Selain penguatan program berbasis aset desa, tim LP2M juga membahas rencana menghadirkan narasumber yang kompeten sesuai dengan bidang program unggulan masing-masing kelompok. Kehadiran narasumber diharapkan dapat memperkuat kualitas kegiatan sekaligus memberikan pendampingan yang lebih sesuai dengan kebutuhan masyarakat.

Pengembangan digital desa juga menjadi perhatian dalam monitoring tersebut. Tim LP2M membahas rencana pengembangan Website Desa Nambakor yang nantinya didukung oleh tim pengembang website Universitas Al-Amien Prenduan.

Website tersebut diarahkan menjadi salah satu sarana untuk menyajikan informasi desa, mulai dari profil, potensi, pelayanan, hingga berbagai kegiatan masyarakat. Pengembangan ini diharapkan dapat membuat informasi mengenai Desa Nambakor lebih mudah diakses oleh masyarakat.

Sebelum monitoring dimulai, mahasiswa P2M terlebih dahulu melakukan kerja bakti di Balai Desa Nambakor. Mereka membersihkan dan menata ruangan, mulai dari menyapu, mengepel, merapikan fasilitas hingga menata kursi yang akan digunakan dalam kegiatan pembinaan.

Usai kegiatan monitoring, mahasiswa melanjutkan agenda dengan mengaji dan bersilaturahmi bersama Ibu-Ibu Muslimat Desa Nambakor. Kegiatan tersebut berlangsung dalam suasana akrab melalui pembacaan Al-Qur’an, doa bersama, dan interaksi dengan masyarakat.

Sementara pada malam hari, mahasiswa kembali melakukan evaluasi internal. Sejumlah catatan hasil pembinaan menjadi bahan pembahasan, terutama terkait penyempurnaan pemetaan aset desa, penguatan program unggulan, serta koordinasi dengan pemerintah desa dan pihak terkait.
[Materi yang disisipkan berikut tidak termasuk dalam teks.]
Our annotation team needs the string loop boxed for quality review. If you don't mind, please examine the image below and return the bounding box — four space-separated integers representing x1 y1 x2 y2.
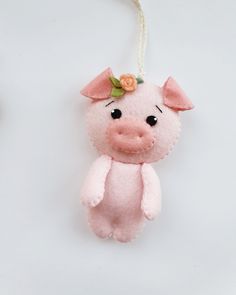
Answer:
133 0 147 78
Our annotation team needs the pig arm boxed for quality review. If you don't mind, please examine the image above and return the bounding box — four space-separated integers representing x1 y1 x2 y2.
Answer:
81 155 112 208
141 164 161 220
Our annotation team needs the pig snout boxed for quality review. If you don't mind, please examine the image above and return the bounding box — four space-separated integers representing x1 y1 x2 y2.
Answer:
107 118 155 154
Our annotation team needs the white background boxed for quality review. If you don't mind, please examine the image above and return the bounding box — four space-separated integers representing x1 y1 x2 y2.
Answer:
0 0 236 295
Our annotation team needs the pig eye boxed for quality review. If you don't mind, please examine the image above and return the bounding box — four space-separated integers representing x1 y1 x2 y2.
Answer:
146 116 157 126
111 109 122 119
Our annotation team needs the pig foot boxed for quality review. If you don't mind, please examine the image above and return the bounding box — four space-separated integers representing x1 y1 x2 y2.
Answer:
88 208 113 239
113 220 143 243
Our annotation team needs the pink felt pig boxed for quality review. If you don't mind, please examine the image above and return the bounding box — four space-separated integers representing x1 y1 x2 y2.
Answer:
81 69 193 242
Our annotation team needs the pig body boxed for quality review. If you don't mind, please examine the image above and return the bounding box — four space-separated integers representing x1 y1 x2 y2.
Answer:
81 69 192 242
82 156 161 242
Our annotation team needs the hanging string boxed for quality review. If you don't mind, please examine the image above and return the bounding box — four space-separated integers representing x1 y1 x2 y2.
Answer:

Salah satu tindak lanjut yang turut menjadi perhatian kelompok adalah koordinasi dengan tim IT desa dalam proses pengembangan video profil Desa Nambakor.
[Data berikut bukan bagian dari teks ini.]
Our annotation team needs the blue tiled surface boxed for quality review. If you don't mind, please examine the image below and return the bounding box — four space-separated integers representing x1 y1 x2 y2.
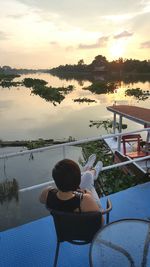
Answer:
0 183 150 267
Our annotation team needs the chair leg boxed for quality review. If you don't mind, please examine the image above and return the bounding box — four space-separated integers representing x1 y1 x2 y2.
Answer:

Monitoring dan pembinaan ini menjadi bagian penting dalam perjalanan P2M di Desa Nambakor. Melalui arahan LP2M, mahasiswa didorong untuk tidak sekadar menjalankan program, tetapi mampu membaca potensi yang ada dan mengubahnya menjadi kegiatan yang memberikan manfaat lebih luas bagi masyarakat.